L’appello nazionale è nato dall’esperienza maturata a Brescia e ha trovato accoglienza dal quotidiano Avvenire che ha rilanciato la proposta iniziale del 25 aprile, fino a partecipare con il suo direttore Marco Tarquinio alla presentazione delle ragioni di una proposta “politica” declinata in tanti modi dai numerosi interventi che rappresentano solo una parte dei soggetti aderenti.
Si tratta di un cammino che avrebbe poco senso se si fermasse alle semplici dichiarazioni. La questione delle bombe nucleari in Italia è stata posta nell’assemblea della Cei dai vescovi campani e toscani, oltre che dal presidente di Pax Christi Giovanni Ricchiuti.
È un cammino di consapevolezza che deve maturare in un dialogo aperto con tutti. Perciò già domenica 30 maggio si svolgerà una sorta di “veglia diffusa” verso un 2 giugno come festa dell’Italia libera dalla guerra e dalle armi nucleari con collegamenti da Padova, Napoli, Brescia, Rimini, Cuneo e altri territori.
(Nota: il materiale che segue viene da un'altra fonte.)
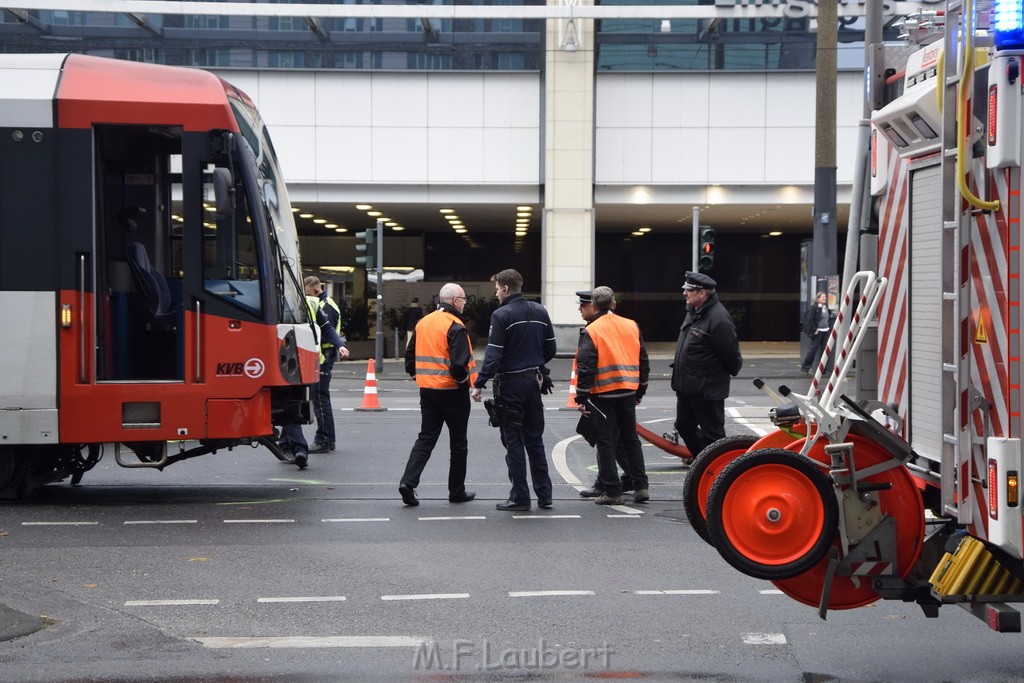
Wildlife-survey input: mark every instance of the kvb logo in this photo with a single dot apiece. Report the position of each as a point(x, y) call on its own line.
point(253, 368)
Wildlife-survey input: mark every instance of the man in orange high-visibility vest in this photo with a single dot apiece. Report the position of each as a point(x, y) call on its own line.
point(439, 355)
point(611, 378)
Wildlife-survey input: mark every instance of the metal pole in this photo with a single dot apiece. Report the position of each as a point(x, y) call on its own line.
point(379, 337)
point(696, 238)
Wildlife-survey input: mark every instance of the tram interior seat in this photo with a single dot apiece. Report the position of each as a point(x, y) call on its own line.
point(150, 281)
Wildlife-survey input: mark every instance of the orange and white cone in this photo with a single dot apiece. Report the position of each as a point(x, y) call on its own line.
point(570, 401)
point(370, 401)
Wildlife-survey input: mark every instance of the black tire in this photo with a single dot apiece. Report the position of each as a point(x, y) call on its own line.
point(788, 480)
point(271, 444)
point(692, 505)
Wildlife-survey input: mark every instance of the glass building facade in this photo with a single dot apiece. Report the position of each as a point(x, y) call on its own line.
point(480, 44)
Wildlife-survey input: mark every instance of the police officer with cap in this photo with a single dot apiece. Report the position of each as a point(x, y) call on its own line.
point(520, 342)
point(707, 355)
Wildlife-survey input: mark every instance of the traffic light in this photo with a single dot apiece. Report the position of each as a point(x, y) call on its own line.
point(707, 253)
point(368, 249)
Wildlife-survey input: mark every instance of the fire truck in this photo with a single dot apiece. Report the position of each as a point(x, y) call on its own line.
point(150, 273)
point(911, 495)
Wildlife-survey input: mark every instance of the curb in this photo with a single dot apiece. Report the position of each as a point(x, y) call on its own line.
point(14, 624)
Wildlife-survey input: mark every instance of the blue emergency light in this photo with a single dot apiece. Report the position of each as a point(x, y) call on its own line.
point(1008, 19)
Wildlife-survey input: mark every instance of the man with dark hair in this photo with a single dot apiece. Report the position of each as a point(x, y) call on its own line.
point(440, 357)
point(520, 342)
point(324, 441)
point(707, 354)
point(611, 379)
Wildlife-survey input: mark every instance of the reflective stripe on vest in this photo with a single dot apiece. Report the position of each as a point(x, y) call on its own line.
point(617, 342)
point(337, 326)
point(312, 305)
point(432, 361)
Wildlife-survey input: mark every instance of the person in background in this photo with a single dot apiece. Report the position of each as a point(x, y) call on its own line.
point(411, 316)
point(816, 325)
point(324, 441)
point(520, 341)
point(611, 377)
point(293, 440)
point(707, 354)
point(439, 355)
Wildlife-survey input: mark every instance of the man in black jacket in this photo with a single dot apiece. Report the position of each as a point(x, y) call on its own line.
point(707, 354)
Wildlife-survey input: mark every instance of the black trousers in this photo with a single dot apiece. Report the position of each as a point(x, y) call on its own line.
point(521, 391)
point(439, 408)
point(814, 351)
point(619, 430)
point(699, 422)
point(322, 402)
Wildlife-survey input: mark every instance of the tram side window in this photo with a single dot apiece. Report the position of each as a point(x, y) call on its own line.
point(139, 293)
point(230, 258)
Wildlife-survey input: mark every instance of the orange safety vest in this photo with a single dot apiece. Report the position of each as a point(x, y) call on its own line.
point(432, 360)
point(617, 342)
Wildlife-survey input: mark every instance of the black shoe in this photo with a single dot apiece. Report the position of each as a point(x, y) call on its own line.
point(408, 495)
point(509, 506)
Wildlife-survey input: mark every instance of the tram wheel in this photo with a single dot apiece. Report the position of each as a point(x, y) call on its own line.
point(701, 475)
point(772, 514)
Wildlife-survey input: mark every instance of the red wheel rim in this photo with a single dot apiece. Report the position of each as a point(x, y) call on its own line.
point(901, 502)
point(767, 513)
point(709, 475)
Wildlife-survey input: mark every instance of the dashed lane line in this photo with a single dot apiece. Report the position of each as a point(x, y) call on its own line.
point(325, 598)
point(310, 641)
point(427, 596)
point(161, 521)
point(357, 519)
point(544, 594)
point(165, 603)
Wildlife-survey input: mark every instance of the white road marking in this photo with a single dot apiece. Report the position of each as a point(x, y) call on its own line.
point(259, 521)
point(427, 596)
point(162, 521)
point(327, 598)
point(162, 603)
point(764, 639)
point(558, 459)
point(309, 641)
point(541, 594)
point(357, 519)
point(678, 592)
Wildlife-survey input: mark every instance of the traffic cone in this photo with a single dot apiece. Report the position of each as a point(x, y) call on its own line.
point(570, 401)
point(370, 401)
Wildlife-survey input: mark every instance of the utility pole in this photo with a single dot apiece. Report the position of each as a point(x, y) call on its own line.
point(823, 251)
point(379, 337)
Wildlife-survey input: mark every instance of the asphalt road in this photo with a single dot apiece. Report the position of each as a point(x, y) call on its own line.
point(238, 567)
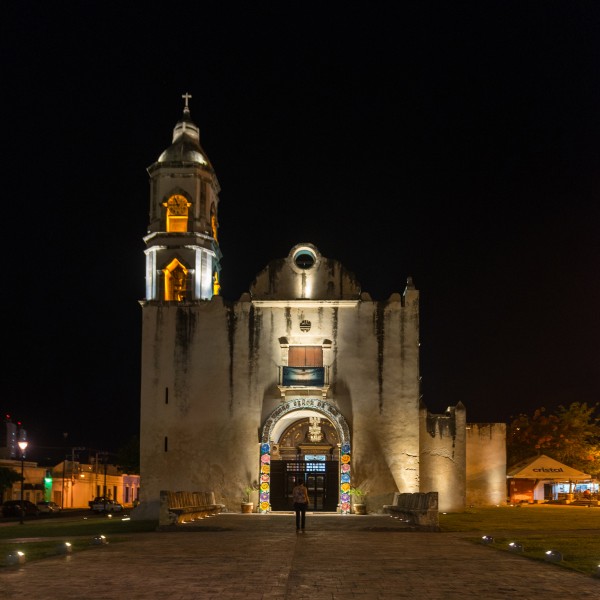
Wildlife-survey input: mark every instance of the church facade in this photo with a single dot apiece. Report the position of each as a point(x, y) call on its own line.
point(305, 376)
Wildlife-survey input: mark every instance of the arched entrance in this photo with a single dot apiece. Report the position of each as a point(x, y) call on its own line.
point(305, 438)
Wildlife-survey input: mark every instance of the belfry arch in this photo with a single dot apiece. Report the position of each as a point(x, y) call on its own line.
point(327, 470)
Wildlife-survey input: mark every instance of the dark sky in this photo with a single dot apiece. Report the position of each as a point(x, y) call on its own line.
point(454, 142)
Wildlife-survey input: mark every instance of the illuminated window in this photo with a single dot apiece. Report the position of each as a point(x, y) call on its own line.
point(213, 221)
point(176, 279)
point(177, 213)
point(305, 356)
point(304, 258)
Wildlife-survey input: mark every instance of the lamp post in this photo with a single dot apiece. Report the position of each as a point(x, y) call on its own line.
point(23, 446)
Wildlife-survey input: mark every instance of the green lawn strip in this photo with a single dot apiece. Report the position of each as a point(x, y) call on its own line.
point(39, 540)
point(573, 531)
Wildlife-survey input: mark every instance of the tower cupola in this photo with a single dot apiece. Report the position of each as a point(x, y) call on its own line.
point(182, 249)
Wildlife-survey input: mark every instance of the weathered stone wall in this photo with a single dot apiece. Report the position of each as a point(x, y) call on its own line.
point(443, 460)
point(486, 464)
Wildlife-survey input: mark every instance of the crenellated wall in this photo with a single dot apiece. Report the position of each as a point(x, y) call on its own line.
point(442, 455)
point(486, 464)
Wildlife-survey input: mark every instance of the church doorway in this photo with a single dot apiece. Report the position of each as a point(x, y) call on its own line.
point(321, 479)
point(305, 439)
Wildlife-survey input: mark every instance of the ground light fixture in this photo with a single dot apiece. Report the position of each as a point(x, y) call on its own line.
point(516, 547)
point(15, 558)
point(99, 540)
point(23, 447)
point(64, 548)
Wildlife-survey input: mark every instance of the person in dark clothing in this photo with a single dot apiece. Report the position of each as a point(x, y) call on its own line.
point(300, 496)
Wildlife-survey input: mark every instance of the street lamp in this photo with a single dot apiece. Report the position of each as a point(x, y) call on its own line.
point(23, 446)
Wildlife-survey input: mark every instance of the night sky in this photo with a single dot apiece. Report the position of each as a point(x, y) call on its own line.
point(457, 143)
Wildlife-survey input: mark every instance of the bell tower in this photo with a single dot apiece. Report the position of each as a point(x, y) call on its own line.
point(182, 250)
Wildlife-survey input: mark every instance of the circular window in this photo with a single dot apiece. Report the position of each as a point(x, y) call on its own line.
point(305, 259)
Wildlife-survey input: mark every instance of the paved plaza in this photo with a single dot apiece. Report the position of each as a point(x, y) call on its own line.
point(261, 557)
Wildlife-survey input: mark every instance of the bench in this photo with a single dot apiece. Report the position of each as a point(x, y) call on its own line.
point(185, 507)
point(419, 510)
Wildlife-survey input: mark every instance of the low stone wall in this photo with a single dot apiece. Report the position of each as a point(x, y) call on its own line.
point(419, 510)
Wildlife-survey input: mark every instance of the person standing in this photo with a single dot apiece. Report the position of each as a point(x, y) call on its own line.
point(300, 496)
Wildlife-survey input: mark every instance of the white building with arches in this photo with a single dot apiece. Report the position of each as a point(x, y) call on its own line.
point(304, 376)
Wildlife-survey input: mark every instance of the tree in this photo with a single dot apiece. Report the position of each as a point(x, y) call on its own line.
point(570, 435)
point(8, 477)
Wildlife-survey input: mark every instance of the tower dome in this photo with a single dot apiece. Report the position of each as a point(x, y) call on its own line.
point(185, 147)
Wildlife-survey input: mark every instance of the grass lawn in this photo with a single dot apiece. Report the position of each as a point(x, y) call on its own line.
point(573, 531)
point(47, 537)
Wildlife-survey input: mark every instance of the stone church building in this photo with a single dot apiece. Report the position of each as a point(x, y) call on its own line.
point(304, 376)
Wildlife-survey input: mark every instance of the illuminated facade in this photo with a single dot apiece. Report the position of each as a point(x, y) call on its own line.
point(304, 375)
Il collegamento partenopeo avverrà dal noto quartiere di Scampia. Una conferma dell’intuizione di Primo Mazzolari, voce profetica e per tanto tempo isolata, che dalla parrocchia di Bozzolo, nel mantovano, si diceva convinto che “i destini del mondo maturano nelle periferie”.
Alla presentazione dell’appello hanno partecipato: Marco Tarquinio, direttore di Avvenire; Anselmo Palini, per le associazioni cattoliche di Brescia; Lisa Clark di Beati i costruttori e referente campagna internazionale International Campaign to Abolish Nuclear Weapons; Giovanni Paolo Ramonda, presidente dell’Associazione nazionale Comunità Papa Giovanni XXIII (Apg23), don Renato Sacco, coordinatore nazionale di Pax Christi, Matteo Bracciali delle Acli; Barbara Battilana, presidente comitato nazionale Agesci; Maria Bianco, Coordinamento delle Teologhe Italiane; Ivana Borsotto, presidente della Focsiv; don Luigi Pisani, vicepresidente della Fondazione Mazzolari e parroco di Bozzolo; don Riccardo Battocchio, presidente dell’Associazione Teologica Italiana; Chiara Lambranzi, vice presidente nazionale della Fuci; Antonio Caschetto, referente italiano del Movimento Cattolico mondiale per il clima, e Laila Simoncelli di Apg23.